Lott also inspired filmmaker and 14 Pews Founder Cressandra Thibodeaux to rethink art history. She created a documentary entitled “Jesse Lott: Art & Activism” along with students from her 14 Pews Film Academy.

“He inspired me because he made me think of the Renaissance being inspired by the Motherland of Africa,” Thibodeaux says. “He helped me think of the importance of African art, and how it should be part of the dialogue.”
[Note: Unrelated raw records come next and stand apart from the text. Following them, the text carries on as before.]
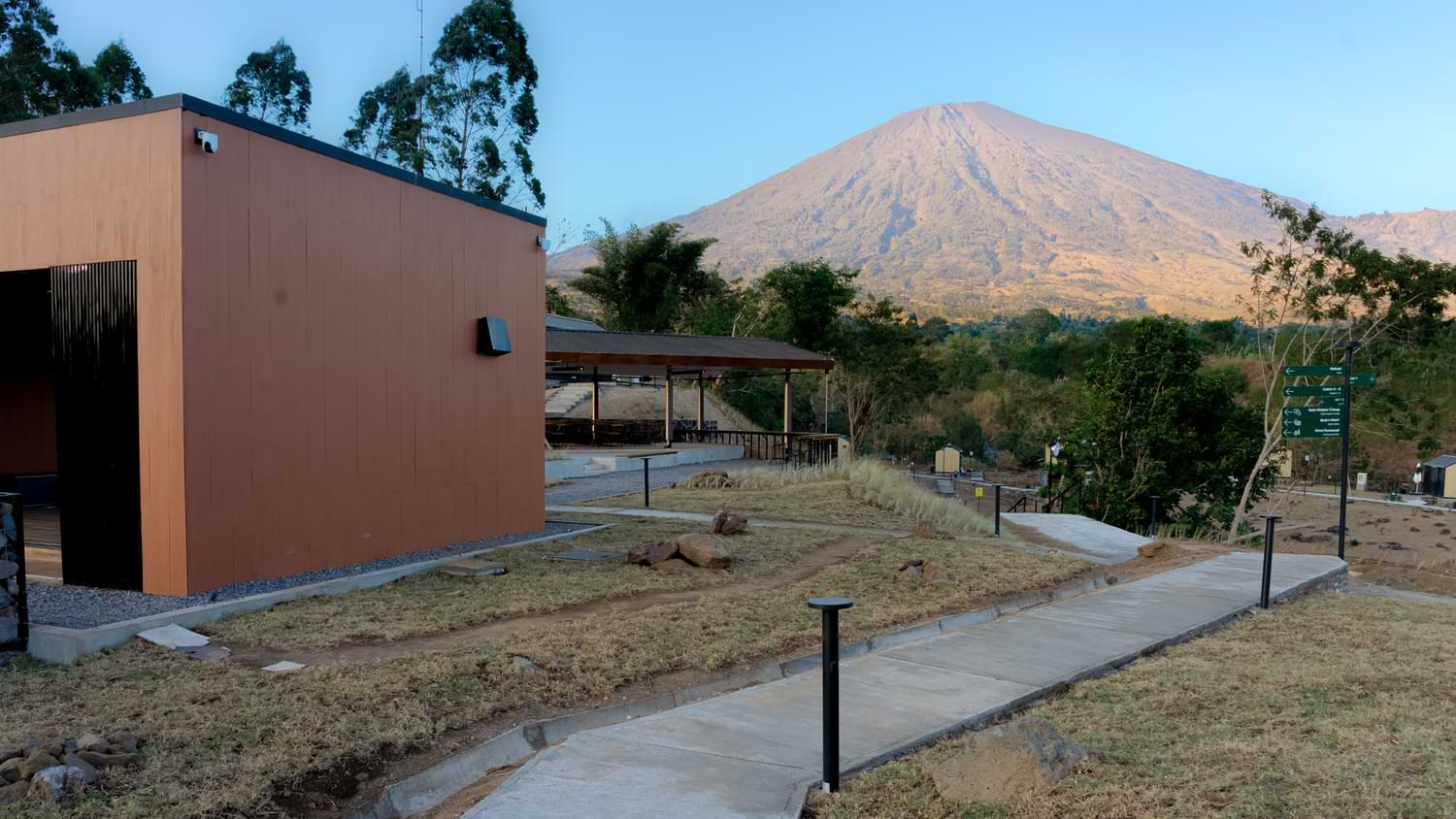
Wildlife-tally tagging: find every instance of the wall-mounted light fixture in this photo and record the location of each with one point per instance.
(206, 139)
(492, 337)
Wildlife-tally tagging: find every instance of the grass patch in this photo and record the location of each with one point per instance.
(1336, 705)
(221, 737)
(846, 492)
(433, 603)
(722, 630)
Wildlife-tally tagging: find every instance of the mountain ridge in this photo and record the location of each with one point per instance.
(969, 209)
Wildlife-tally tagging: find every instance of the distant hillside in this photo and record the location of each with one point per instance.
(970, 209)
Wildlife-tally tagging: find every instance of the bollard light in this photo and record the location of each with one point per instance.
(1269, 559)
(830, 606)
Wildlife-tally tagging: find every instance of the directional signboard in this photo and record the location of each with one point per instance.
(1315, 390)
(1312, 422)
(1315, 370)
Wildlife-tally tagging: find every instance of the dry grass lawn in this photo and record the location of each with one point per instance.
(1406, 547)
(226, 739)
(830, 501)
(1336, 705)
(846, 492)
(433, 603)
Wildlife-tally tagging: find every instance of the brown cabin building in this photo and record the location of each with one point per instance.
(258, 360)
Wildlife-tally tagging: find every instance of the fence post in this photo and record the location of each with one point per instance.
(996, 493)
(1269, 559)
(830, 606)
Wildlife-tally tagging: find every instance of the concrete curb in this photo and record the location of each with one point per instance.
(1334, 579)
(60, 644)
(433, 786)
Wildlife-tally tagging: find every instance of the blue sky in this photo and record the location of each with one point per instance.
(652, 108)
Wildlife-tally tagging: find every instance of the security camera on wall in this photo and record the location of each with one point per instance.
(207, 140)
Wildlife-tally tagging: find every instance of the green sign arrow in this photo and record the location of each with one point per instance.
(1315, 390)
(1310, 411)
(1313, 370)
(1310, 432)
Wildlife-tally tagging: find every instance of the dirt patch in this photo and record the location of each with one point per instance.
(815, 560)
(466, 798)
(1406, 547)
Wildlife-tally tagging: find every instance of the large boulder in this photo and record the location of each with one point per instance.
(651, 553)
(57, 783)
(676, 566)
(14, 792)
(708, 478)
(710, 551)
(730, 524)
(35, 763)
(1009, 761)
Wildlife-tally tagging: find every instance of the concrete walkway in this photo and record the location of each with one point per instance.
(1101, 541)
(754, 752)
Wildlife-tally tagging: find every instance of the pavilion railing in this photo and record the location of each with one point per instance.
(792, 448)
(585, 432)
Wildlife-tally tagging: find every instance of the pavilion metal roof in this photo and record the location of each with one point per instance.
(651, 354)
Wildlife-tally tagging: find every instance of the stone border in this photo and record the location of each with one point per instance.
(61, 644)
(430, 787)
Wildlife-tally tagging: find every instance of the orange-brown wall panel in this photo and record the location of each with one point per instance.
(335, 405)
(111, 191)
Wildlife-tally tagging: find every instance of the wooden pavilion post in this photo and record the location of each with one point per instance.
(701, 401)
(667, 407)
(596, 405)
(788, 411)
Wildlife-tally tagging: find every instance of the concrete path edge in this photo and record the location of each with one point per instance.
(1334, 579)
(430, 787)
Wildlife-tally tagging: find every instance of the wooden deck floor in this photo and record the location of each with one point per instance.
(43, 544)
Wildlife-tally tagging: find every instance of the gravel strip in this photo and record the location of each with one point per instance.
(622, 481)
(83, 606)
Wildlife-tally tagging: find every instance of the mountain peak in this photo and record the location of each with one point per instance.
(967, 209)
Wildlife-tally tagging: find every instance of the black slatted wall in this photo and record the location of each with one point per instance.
(93, 343)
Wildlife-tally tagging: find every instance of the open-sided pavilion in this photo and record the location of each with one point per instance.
(591, 355)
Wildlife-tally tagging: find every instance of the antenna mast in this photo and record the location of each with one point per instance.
(419, 104)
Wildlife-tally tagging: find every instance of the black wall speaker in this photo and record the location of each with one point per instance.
(492, 338)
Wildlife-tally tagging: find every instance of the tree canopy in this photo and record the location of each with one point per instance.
(806, 300)
(271, 86)
(468, 122)
(40, 76)
(1155, 423)
(646, 279)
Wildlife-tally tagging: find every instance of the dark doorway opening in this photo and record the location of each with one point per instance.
(69, 410)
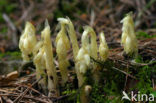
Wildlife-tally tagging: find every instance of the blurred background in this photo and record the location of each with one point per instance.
(102, 15)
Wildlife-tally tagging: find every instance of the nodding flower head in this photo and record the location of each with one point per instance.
(27, 41)
(103, 48)
(128, 38)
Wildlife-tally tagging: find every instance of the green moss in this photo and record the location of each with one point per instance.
(11, 55)
(141, 35)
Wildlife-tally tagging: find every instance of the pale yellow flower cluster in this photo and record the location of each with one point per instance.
(42, 50)
(128, 39)
(27, 41)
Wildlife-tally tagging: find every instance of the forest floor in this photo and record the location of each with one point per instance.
(18, 83)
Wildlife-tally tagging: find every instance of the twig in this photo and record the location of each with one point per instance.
(27, 97)
(124, 72)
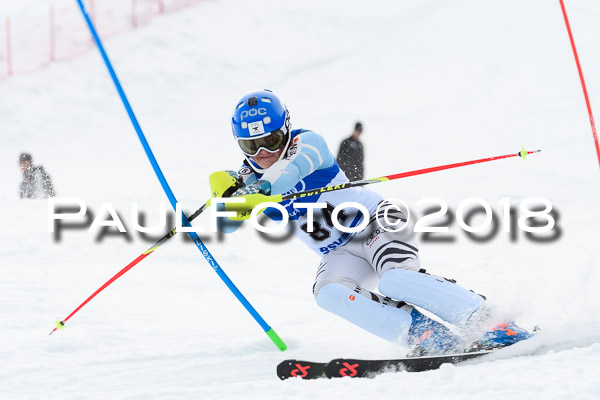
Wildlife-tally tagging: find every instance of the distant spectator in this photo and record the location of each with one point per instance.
(36, 183)
(351, 156)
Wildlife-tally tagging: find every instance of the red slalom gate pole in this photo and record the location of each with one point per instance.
(587, 99)
(8, 48)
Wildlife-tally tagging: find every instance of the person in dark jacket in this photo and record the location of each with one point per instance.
(36, 182)
(351, 155)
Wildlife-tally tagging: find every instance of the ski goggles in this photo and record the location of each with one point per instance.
(271, 142)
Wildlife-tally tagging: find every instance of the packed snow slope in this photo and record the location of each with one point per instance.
(434, 82)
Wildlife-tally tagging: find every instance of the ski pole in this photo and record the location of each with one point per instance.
(171, 196)
(61, 324)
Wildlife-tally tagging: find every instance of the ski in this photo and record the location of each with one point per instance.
(355, 368)
(301, 369)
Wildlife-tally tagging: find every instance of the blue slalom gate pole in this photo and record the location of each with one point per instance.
(213, 263)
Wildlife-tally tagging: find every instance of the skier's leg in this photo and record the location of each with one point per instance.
(340, 288)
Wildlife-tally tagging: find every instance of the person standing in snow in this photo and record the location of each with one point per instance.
(279, 160)
(351, 155)
(36, 182)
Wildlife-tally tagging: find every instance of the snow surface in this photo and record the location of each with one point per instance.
(434, 82)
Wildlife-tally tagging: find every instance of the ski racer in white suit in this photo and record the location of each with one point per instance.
(279, 160)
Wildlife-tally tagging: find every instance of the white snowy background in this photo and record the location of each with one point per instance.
(433, 81)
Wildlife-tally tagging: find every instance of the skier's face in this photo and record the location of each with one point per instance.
(265, 159)
(25, 165)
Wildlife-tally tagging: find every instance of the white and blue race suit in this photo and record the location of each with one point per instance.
(353, 266)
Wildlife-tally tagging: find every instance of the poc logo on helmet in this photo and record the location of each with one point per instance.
(253, 112)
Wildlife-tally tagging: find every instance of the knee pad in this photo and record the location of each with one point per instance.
(389, 323)
(446, 299)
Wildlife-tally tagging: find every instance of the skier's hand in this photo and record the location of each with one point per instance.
(224, 183)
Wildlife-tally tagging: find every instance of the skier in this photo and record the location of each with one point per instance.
(36, 182)
(279, 160)
(351, 155)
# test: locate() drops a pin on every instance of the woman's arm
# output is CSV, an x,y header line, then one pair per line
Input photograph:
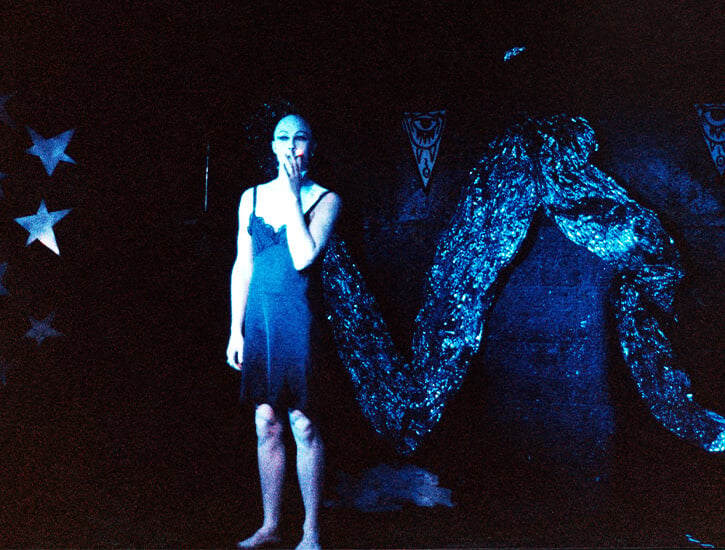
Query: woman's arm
x,y
307,241
241,275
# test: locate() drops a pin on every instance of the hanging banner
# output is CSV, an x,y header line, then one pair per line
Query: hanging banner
x,y
712,118
424,132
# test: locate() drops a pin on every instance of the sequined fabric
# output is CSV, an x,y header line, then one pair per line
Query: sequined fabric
x,y
535,164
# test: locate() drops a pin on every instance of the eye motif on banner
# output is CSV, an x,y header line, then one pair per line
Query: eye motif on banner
x,y
712,118
424,132
513,52
40,226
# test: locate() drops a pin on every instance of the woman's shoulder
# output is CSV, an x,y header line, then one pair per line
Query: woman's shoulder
x,y
320,192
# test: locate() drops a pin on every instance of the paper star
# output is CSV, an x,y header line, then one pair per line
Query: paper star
x,y
3,113
3,268
41,225
52,150
42,329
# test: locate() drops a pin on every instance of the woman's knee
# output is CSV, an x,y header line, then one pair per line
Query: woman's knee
x,y
304,430
267,424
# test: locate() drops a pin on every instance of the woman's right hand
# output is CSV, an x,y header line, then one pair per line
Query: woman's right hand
x,y
234,350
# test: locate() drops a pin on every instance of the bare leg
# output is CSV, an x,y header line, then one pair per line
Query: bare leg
x,y
310,465
271,458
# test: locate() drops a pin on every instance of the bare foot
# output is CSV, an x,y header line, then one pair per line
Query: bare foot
x,y
309,542
260,539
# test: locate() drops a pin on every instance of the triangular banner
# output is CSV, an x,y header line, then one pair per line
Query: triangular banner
x,y
712,118
424,132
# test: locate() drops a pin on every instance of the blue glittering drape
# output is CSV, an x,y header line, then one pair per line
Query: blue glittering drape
x,y
535,164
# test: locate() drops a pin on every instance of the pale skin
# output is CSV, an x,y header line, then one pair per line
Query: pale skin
x,y
283,201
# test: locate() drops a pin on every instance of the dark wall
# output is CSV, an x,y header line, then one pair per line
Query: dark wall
x,y
150,85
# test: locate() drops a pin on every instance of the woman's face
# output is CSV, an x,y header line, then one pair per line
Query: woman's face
x,y
293,137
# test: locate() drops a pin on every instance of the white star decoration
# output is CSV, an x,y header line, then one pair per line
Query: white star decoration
x,y
42,329
4,117
3,268
52,150
40,226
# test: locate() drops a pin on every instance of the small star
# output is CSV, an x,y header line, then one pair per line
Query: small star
x,y
4,117
42,329
52,150
3,269
41,225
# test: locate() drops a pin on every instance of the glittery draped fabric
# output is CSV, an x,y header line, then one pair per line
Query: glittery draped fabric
x,y
535,164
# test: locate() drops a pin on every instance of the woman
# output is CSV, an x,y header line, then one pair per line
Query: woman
x,y
284,226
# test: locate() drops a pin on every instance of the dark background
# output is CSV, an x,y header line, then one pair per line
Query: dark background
x,y
126,431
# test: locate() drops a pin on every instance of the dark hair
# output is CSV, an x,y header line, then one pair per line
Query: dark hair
x,y
259,131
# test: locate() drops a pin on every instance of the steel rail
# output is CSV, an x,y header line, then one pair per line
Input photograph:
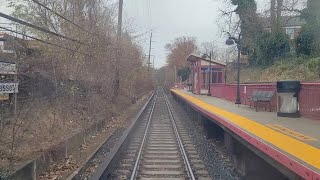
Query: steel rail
x,y
136,165
185,157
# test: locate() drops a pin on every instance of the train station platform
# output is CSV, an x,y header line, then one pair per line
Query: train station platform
x,y
293,142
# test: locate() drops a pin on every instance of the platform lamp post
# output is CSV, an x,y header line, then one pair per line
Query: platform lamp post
x,y
209,83
231,41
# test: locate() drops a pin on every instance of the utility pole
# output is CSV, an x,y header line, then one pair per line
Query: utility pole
x,y
118,53
150,46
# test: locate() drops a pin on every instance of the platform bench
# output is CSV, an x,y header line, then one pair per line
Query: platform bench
x,y
261,96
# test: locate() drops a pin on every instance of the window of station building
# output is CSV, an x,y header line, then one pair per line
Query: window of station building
x,y
290,32
217,76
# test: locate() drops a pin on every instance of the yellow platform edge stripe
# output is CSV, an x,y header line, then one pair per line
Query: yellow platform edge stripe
x,y
290,132
294,147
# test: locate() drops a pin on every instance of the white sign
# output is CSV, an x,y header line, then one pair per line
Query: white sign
x,y
8,88
7,68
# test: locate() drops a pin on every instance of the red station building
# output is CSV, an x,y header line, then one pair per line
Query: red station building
x,y
200,73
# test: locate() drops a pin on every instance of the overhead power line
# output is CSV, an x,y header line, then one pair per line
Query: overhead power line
x,y
37,27
46,42
61,16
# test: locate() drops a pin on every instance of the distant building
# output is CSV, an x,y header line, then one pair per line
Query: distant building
x,y
200,73
291,25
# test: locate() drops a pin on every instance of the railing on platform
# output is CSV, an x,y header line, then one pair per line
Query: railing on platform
x,y
309,97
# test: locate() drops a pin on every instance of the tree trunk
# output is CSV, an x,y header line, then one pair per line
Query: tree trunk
x,y
273,15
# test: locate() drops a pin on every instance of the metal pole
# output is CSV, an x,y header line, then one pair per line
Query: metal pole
x,y
118,53
238,101
150,52
209,88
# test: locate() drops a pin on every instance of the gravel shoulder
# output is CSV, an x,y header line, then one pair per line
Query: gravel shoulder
x,y
211,151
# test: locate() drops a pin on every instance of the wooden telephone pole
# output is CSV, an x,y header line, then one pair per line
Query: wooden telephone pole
x,y
118,53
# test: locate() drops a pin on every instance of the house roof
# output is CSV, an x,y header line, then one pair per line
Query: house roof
x,y
194,57
287,21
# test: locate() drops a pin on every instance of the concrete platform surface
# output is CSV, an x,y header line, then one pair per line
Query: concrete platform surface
x,y
296,138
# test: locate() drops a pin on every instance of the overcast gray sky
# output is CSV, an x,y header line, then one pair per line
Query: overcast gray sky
x,y
170,19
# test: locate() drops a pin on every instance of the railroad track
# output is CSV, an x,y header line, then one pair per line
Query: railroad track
x,y
159,148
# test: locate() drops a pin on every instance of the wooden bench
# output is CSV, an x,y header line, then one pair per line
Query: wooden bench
x,y
261,96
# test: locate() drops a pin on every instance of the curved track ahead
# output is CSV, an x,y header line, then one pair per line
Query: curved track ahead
x,y
160,149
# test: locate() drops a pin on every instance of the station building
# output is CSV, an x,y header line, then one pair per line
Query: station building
x,y
200,73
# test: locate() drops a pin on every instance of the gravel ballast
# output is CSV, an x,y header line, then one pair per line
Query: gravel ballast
x,y
211,152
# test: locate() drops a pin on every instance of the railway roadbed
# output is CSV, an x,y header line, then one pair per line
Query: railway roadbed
x,y
157,145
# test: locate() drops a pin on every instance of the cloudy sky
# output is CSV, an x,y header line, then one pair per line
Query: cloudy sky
x,y
170,19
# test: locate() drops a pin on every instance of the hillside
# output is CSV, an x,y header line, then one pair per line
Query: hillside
x,y
293,69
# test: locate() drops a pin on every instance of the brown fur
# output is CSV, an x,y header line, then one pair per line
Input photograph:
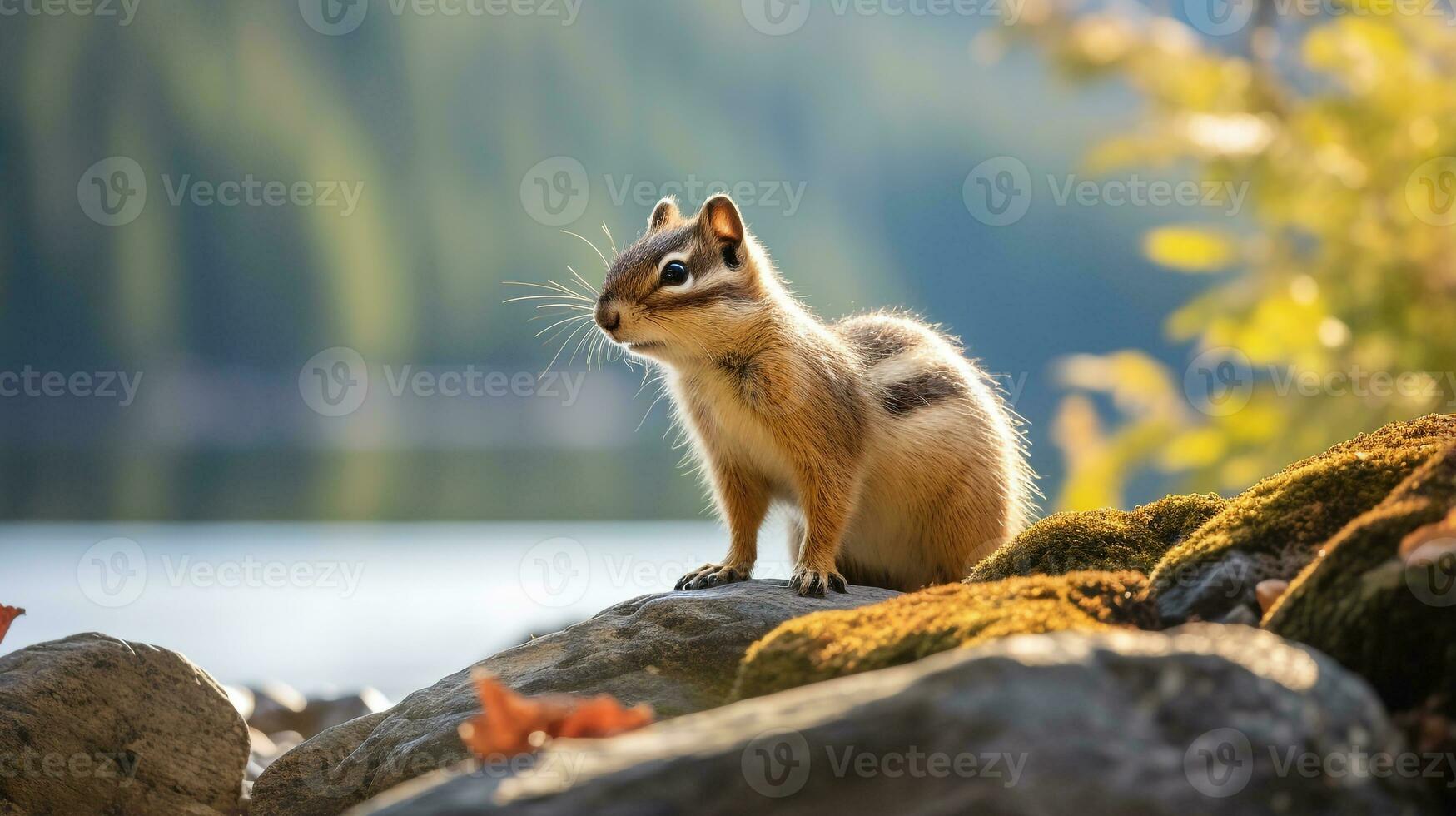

In the documentary, Lott explains the power of art. Referencing the influence of John Biggers, he stated, presciently:

“When you do a work of art, you have a greater possibility of reaching more people than when you write a book. Because the history books will be burned, and the history will be mistold.

“But the art is there to be interpreted by each person, every time they look at it. You can tell many, many, many different stories with one picture.”

A tribute event honoring Jesse Lott will be held on Thursday, October 5 from 5:30 to 7 pm at The Silos at Sawyer Yards. A Sculpture Month exhibition “The Sleep of Reason: The Fragmented Figure,” which features Lott’s work and that of his sons Vida Lott and Wayne Myles, will be on display at The Silos at Sawyer Yards, from Saturday, October 7 through Saturday, December 2, with a public opening set for Saturday, October 7  from 6 to 9 pm. Learn more here.

Jesse Lott’s art is represented by Deborah Colton Gallery, Houston.